The D&I directorate has also helped to amplify the voice of staff and challenge those at the top of defence, des Forges says.

“We engage with the networks – we hear the actual experience of folks on an everyday basis who say to us, ‘I can’t shoot properly because my body armour is wrong’, or ‘I’m experiencing unacceptable behaviours’, or I don’t feel I’ve been fairly dealt with’.

The D&I directorate then builds on that feedback, improving systems but also challenging the status quo.

“We play quite a strong challenge function, not only in terms of holding to account, but also sometimes sitting in the room with senior leaders and saying, ‘do you know what, this isn’t good enough – we need to do more, and faster’. And I think what we have seen is a real move to grip this now and we’re seeing a lot more work being driven by the services themselves.”

Des Forges’ goal is for defence to become a world leading organisation for diversity and inclusion.
“That is what will make us the best Army, the best RAF, the best Navy and the best civil service,” she says.

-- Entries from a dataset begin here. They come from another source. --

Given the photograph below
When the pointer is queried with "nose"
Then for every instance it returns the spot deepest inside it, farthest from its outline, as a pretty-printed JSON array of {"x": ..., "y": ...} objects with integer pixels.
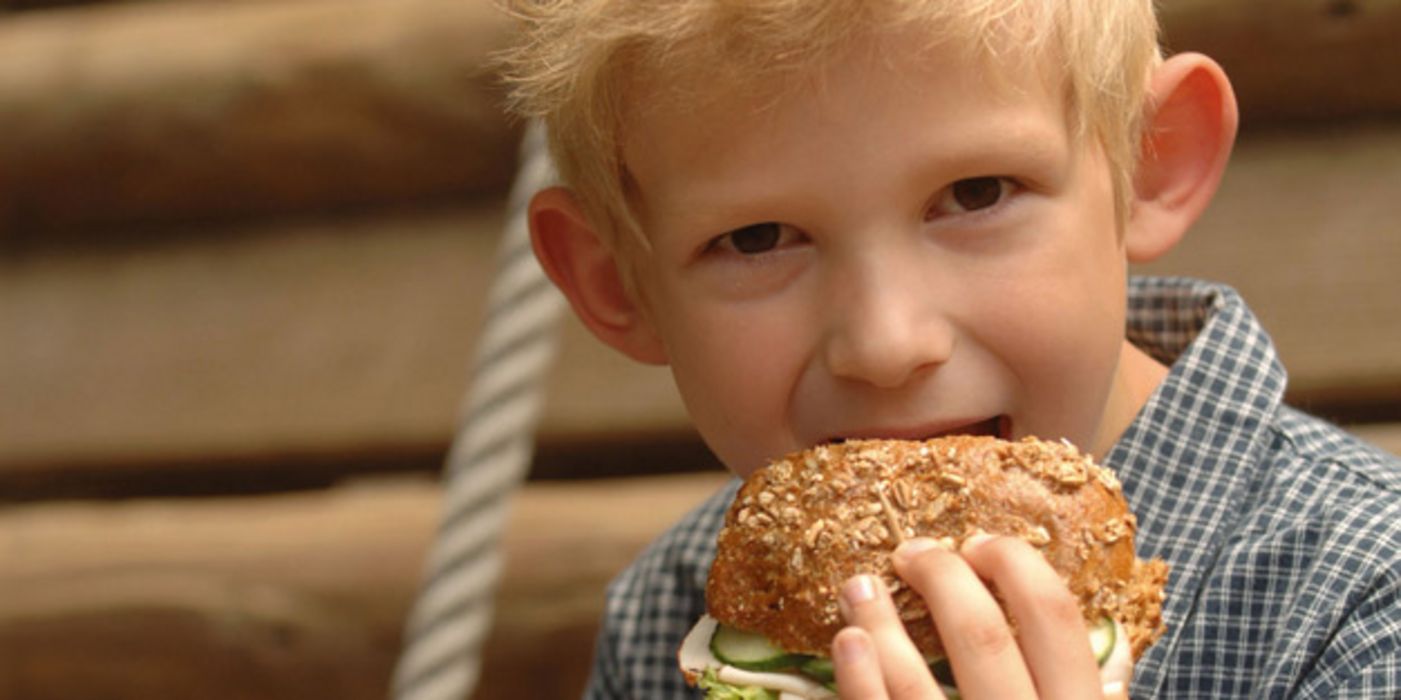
[{"x": 886, "y": 325}]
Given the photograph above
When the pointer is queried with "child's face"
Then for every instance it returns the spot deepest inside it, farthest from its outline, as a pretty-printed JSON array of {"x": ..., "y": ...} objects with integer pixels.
[{"x": 894, "y": 251}]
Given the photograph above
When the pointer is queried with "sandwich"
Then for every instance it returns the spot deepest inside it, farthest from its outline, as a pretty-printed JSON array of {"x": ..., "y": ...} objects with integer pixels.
[{"x": 804, "y": 524}]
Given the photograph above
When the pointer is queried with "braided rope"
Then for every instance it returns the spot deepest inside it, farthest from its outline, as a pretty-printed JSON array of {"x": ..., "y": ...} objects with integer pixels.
[{"x": 489, "y": 457}]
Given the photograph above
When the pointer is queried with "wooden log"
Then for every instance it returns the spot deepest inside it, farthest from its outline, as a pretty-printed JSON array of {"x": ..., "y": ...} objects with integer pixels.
[
  {"x": 276, "y": 345},
  {"x": 335, "y": 339},
  {"x": 301, "y": 595},
  {"x": 1302, "y": 227},
  {"x": 180, "y": 111},
  {"x": 1298, "y": 59}
]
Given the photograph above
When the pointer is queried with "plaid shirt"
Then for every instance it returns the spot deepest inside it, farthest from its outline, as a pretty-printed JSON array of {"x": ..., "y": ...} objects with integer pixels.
[{"x": 1282, "y": 532}]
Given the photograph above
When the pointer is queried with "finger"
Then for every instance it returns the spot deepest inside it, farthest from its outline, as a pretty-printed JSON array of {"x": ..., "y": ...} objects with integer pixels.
[
  {"x": 858, "y": 671},
  {"x": 981, "y": 647},
  {"x": 1051, "y": 629},
  {"x": 866, "y": 605}
]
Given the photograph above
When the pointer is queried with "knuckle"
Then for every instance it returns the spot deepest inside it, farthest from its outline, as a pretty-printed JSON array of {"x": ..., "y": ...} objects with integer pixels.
[
  {"x": 984, "y": 637},
  {"x": 1059, "y": 608}
]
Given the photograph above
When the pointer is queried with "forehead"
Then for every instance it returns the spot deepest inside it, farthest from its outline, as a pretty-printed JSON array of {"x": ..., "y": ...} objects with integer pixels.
[{"x": 706, "y": 132}]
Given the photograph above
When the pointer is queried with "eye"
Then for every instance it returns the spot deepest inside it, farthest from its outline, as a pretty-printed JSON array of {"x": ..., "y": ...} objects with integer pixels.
[
  {"x": 971, "y": 195},
  {"x": 755, "y": 238}
]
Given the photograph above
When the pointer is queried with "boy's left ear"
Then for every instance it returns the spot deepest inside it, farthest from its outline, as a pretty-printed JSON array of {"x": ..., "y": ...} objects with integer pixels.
[{"x": 1187, "y": 142}]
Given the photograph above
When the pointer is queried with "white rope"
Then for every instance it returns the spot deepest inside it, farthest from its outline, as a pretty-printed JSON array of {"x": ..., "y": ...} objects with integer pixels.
[{"x": 491, "y": 455}]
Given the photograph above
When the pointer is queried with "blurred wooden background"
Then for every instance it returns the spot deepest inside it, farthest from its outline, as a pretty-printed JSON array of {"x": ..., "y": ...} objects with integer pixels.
[{"x": 243, "y": 255}]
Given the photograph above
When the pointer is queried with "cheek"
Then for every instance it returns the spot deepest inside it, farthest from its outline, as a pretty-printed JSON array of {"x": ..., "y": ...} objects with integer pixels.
[{"x": 734, "y": 370}]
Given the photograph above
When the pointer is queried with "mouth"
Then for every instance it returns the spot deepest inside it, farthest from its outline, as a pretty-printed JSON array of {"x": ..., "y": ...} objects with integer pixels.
[{"x": 996, "y": 426}]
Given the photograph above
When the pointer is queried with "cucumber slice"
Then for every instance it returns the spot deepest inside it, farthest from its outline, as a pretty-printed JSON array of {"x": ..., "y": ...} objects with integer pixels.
[
  {"x": 1101, "y": 640},
  {"x": 820, "y": 669},
  {"x": 942, "y": 669},
  {"x": 751, "y": 651}
]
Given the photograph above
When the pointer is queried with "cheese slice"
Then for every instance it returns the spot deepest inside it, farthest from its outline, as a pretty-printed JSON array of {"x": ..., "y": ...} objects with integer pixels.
[{"x": 695, "y": 658}]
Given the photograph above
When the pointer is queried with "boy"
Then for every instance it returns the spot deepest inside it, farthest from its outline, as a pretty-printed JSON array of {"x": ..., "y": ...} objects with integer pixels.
[{"x": 839, "y": 219}]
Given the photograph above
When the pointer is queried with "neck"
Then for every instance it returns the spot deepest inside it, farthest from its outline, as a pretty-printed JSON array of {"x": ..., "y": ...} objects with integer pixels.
[{"x": 1135, "y": 380}]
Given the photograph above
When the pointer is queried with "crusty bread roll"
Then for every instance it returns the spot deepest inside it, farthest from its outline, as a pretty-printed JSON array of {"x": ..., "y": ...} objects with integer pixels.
[{"x": 804, "y": 524}]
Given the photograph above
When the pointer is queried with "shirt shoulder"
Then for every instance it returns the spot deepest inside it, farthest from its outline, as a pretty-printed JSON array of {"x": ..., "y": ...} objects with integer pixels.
[
  {"x": 1321, "y": 546},
  {"x": 653, "y": 604}
]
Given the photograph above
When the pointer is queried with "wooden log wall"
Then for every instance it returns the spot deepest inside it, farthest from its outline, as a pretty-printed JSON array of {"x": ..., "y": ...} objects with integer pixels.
[{"x": 244, "y": 247}]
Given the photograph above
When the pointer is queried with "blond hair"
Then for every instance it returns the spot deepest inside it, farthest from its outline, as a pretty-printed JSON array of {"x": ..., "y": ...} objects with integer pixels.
[{"x": 577, "y": 59}]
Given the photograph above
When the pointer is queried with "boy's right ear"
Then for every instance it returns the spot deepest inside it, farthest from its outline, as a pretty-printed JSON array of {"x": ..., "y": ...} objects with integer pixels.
[{"x": 587, "y": 272}]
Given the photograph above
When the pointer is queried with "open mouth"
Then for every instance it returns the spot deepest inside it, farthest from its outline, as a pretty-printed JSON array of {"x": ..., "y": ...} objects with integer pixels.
[{"x": 996, "y": 426}]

“I absolutely think we can get there. When we give defence a challenge, time and time again it steps up to it. So I have no doubt that we will achieve that.”

And ultimately, she wants to be able to lay down her metaphorical sword and shield. “I think a true test of our success is that ultimately the D&I directorate won’t be needed anymore, because it will be embedded in everything that we do. So actually, our job is to do ourselves out of a job.” 

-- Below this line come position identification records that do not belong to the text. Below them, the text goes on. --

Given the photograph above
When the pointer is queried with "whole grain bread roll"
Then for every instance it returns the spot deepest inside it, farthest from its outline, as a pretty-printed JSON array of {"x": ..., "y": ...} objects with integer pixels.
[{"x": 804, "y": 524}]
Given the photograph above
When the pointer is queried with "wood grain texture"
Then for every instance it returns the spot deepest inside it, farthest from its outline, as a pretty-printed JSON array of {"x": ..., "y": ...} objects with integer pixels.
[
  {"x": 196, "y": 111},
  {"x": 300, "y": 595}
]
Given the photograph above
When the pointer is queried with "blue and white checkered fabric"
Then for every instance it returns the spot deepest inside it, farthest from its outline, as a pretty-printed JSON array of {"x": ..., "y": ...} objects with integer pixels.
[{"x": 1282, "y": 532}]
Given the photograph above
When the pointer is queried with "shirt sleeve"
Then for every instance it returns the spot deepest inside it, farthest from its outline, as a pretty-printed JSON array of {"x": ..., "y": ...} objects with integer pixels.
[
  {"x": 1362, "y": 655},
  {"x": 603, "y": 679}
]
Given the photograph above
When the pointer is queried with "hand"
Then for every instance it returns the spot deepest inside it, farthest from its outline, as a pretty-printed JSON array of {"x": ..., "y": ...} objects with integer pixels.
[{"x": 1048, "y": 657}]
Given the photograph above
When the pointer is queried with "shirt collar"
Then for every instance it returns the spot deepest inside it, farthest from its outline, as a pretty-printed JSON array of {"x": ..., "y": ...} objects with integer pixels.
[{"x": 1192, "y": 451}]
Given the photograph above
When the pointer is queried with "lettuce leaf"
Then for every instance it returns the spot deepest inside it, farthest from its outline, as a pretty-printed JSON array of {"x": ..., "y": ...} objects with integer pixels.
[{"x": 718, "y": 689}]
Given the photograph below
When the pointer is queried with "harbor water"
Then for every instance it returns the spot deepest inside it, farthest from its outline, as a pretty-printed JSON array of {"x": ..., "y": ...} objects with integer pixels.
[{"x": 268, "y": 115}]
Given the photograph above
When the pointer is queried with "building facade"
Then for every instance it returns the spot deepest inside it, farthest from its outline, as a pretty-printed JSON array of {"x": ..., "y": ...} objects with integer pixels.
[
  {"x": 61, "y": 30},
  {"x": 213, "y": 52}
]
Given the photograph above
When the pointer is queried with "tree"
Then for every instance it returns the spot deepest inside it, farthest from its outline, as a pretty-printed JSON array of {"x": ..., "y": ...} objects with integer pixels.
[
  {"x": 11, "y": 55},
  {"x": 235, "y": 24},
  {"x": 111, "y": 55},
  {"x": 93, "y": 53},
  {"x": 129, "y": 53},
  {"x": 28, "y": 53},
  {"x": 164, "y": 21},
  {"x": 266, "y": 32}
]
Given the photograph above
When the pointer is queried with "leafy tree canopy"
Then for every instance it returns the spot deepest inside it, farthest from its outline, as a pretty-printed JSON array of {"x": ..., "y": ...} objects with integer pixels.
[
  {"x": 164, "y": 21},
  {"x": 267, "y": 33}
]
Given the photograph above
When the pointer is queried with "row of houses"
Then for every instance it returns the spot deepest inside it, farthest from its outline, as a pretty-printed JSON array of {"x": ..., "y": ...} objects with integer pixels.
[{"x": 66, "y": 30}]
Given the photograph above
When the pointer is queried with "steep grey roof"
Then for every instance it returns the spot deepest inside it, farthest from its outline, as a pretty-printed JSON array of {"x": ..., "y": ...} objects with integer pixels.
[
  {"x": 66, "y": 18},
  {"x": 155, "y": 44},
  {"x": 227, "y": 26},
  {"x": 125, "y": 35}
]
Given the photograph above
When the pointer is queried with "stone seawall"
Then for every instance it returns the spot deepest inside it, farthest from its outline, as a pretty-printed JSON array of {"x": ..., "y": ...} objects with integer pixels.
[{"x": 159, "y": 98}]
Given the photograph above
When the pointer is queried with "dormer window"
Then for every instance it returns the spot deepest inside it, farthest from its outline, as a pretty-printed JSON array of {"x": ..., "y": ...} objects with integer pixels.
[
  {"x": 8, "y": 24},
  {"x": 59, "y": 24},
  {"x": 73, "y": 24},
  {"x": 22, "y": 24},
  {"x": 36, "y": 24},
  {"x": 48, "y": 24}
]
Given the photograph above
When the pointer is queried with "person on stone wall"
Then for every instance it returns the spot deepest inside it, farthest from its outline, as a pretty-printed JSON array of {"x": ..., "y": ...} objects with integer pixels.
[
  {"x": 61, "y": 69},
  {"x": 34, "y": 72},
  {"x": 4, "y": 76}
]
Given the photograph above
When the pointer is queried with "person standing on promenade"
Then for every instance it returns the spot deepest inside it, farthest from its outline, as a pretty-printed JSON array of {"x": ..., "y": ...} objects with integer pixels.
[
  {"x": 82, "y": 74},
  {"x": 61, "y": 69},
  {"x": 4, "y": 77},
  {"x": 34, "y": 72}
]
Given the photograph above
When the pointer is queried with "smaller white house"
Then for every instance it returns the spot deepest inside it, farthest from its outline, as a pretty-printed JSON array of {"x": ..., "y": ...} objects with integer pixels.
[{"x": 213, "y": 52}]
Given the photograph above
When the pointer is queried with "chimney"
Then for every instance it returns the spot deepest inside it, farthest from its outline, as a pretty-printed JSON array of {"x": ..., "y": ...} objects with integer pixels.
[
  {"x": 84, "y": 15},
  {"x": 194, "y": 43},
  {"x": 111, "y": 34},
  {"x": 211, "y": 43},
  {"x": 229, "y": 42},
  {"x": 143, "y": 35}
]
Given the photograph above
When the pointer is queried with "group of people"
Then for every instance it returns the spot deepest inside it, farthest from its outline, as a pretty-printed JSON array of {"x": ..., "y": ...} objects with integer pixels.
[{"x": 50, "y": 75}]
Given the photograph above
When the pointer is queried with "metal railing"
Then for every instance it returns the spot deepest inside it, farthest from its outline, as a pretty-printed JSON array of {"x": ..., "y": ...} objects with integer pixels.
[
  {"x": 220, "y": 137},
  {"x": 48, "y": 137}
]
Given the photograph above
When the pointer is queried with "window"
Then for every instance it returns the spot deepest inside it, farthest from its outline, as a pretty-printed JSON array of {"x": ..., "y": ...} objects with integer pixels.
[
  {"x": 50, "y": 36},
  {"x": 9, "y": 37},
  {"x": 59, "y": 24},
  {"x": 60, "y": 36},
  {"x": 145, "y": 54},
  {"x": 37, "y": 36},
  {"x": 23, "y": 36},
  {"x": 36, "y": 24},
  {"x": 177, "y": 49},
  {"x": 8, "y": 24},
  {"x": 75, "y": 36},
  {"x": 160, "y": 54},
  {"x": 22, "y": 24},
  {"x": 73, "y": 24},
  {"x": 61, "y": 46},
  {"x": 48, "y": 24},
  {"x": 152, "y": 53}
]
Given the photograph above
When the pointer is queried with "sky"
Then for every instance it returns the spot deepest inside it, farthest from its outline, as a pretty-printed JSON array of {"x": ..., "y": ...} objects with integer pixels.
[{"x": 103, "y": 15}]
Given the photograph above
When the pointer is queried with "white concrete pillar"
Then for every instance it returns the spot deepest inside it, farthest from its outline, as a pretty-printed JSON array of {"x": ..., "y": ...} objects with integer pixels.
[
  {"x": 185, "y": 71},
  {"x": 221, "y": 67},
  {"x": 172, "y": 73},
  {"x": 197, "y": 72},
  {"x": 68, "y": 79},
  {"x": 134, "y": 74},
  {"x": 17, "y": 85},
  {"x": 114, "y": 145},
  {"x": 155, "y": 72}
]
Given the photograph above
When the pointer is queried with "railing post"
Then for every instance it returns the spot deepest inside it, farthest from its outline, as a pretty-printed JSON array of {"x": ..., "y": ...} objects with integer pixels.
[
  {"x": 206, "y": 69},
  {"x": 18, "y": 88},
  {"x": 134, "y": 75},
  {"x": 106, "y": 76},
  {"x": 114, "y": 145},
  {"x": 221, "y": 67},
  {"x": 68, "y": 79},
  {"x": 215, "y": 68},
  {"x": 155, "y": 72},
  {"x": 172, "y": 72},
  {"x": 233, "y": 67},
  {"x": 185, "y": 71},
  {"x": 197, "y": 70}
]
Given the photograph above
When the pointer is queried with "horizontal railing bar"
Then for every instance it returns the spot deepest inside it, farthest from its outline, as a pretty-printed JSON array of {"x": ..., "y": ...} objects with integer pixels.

Des Forges on... taking her private sector experience into the public sector

Having worked at EY for 15 years before she joined the civil service, des Forges brought bundles of private sector experience into the Ministry of Defence.

“It really helped me and I think there’s real value in moving between the civil service and private sector. There’s a lot I’ve learned coming into the civil service, but equally a lot I’ve managed to bring from the private sector.

“While I was working in consultancy, I worked across a whole range of industries, which just gave me that breadth of understanding of how lots of different organisations address different policies, and different approaches. And I think that was really helpful.

“But also I think there’s something really interesting about that continued focus on the service that we’re delivering in the defence of the nation and that sort of ethos in private sector that really drives you in a very different way.

“I think one thing that is sometimes a challenge is pace. In the private sector, things sometimes feel like they work to a faster pace, but also I’ve reflected over the years that the changes that we’re delivering in government are so significant that we need to absolutely make sure that what we are doing is really well thought out.

“And actually we are working at huge pace, but it might not necessarily seem like it from the outside. So I think there’s just different perceptions.”

Des Forges is also using her private sector experience to help ensure improvement does not stagnate.

One thing she has brought in is something she says was drilled into her in business: having a feedback loop and focus on continuous improvement.

Delivering the D&I programme over the next six months and then getting a feedback loop going to continuously improve upon that is when “folk across defence start to feel the difference”, she says.

“If we just sit back and go, right, we’ve put those changes through and we fold our arms, ‘job done’, then we’re going to find ourselves in a similar situation in five or 10 years’ time.”